Rachmat nyengir. “Tapi Lidya ini kan beda, Mas. Dia lebih agresif. Aku takut.”
“Takut opo?” tanya Ikram meniru logat Rachmat.
“Takut khilaf,” jawab Rachmat sambil nyengir.
“Semprul!” Ikram meraup wajah Rachmat dengan kesal.
Rachmat memang tidak terlalu religius meskipun dia anak dari seorang ustaz di kampungnya di Bantul sana. Hanya saja dia agak berhati-hati ketika berurusan dengan makhluk ajaib bernama perempuan.

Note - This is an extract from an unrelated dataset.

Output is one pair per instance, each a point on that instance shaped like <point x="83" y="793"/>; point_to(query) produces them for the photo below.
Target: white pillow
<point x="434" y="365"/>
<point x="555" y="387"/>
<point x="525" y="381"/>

Rachmat tidak mau teperdaya tipu dan muslihat dari pesona perempuan-perempuan itu. Karena sekalinya seorang pria terpukau pesona mereka, maka dapat dipastikan hidupnya tidak akan nyaman. Contohnya saja, teman di depannya ini. Lima tahun yang lalu sempat memendam perasaan pada perempuan, sekarang perasaannya itu muncul lagi, dan sampai saat ini ia tak pernah bisa ngapa-ngapain.
Meskipun bicaranya medok dan kalau didengarkan serasa meledak-ledak, tampang Rachmat ini guantengnya bisa ngalahin Aliando. Makanya tidak heran perempuan secantik Lidya tidak malu-malu mengejar laki-laki medok ini.
Lidya pernah bilang, usahanya yang sangat membutuhkan pengorbanan psikis, tenaga, dan waktu ini tak akan berarti lagi jika dia bisa mendapatkan hati Kangmas Rachmat. Semua itu ibarat utang yang terbayar lunas.
Kesempatan tak datang dua kali, Lidya paham betul filosofi ini. Saat Rachmat tanpa sengaja kehilangan ID Card-nya, dewi fortuna sedang berpihak pada Lidya. Rachmat meminta bantuan Lidya untuk membuatkan ID Card-nya yang hilang. Serasa mendapat durian runtuh, Lidya yang bekerja di bagian HRD langsung memanfaatkan momen tersebut. Dia memberikan pilihan pada Rachmat, jika Rachmat ingin ID Card-nya lagi, maka Rachmat harus mau makan siang bareng Lidya.
“Itu sih bukan pilihan, tapi ngancam namanya!” Sore kemarin, Rachmat berkisah pada Ikram.